Me (34f) and my partner (40m) have decided to elope with just 2 witnesses. Now BF’s witness wants to add more. Help?
Throwaway account as my fiancé is on reddit
TLDR: BF’s mom wants to add more people to our ceremony and how can we hold that boundary?
Me and partner have been together for 10 years and always like the idea of an elopement over a wedding. We have let our family know over the years this what we want and most seem ok with it.
Well we decided to actually do it this year. We originally planned on doing an international trip but the costs and logistics were too much and stressful. So we decided to do a small road trip to a special camping spot and have our friend be our officiant and one of witnesses be the hired photographer. Our state requires 2 witnesses and my partner wanted the other witnesses to be his mother.(single mother, dad is not in the picture).
We went back and forth on if its right to have his mother as a witness when i don’t have family in the ceremony and if my side of the family heard that his mother was a witness they would be hurt. We concluded that this is our elopement and if thats what my partner wants, the it is what it is, and TBH i think my family would be hurt but accept it, be understanding and be happy for us nonetheless.
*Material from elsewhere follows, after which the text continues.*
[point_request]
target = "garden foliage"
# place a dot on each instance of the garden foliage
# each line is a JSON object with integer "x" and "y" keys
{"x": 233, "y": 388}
So the final decision from us is it would be just the 2 witnesses and the officiant. We would cover all the travel/food/cabin costs for them. And we discussed all our reasons why we didn’t want any more with his mother.
Now to the problem: besides photographer, the officiant and my partner’s mother no one else knows.
My partner’s mother is now asking if his younger sister (33F) her kids (5yrs &3yrs) can be apart of the ceremony. To the point she told his sister already and is asking about accommodations for them. This definitely got my blood boiling.
My partner tends to be people pleaser and is non confrontational, and has a hard time enforcing boundaries even if they have been established.
Also, my partner’s family dynamic is his younger sister is the obvious favorite and is very self centered and selfish. There is also a deeply rooted sibling rivalry as my partner gets easily annoyed/hurt/offended by sister and mother just takes sister’s side/defense most times, to the point of dismissing my partners feelings. I could share stories about how her selfishness and how his mother’s favoritism has affected us but that is different post all together.
Now I am very assertive and can have uncomfortable conversations and reenforce boundaries, but in this case i feel it should come from my partner, as i would be the ‘bridezilla bad guy’ . But he doesn’t want to cause drama and just allow his sister to come, even if it bothers him. It has caused fights between is as i don’t want his sister and kids there also, I don’t want to pay for them, and i don’t want that sibling rivalry drama on our day.
I want my partner to feel for just that day it’s all about us and our witnesses (his mother) supporting that.
I suggested do a simple party next year after the elopement to share with friends and family that weren’t at the elopement as a way to include his sister and kids, but that isn’t enough for the mother.
How can i navigate my partner’s mother trying to ruin our elopement and encourage my partner to have the conversation of enforcing our boundaries we set?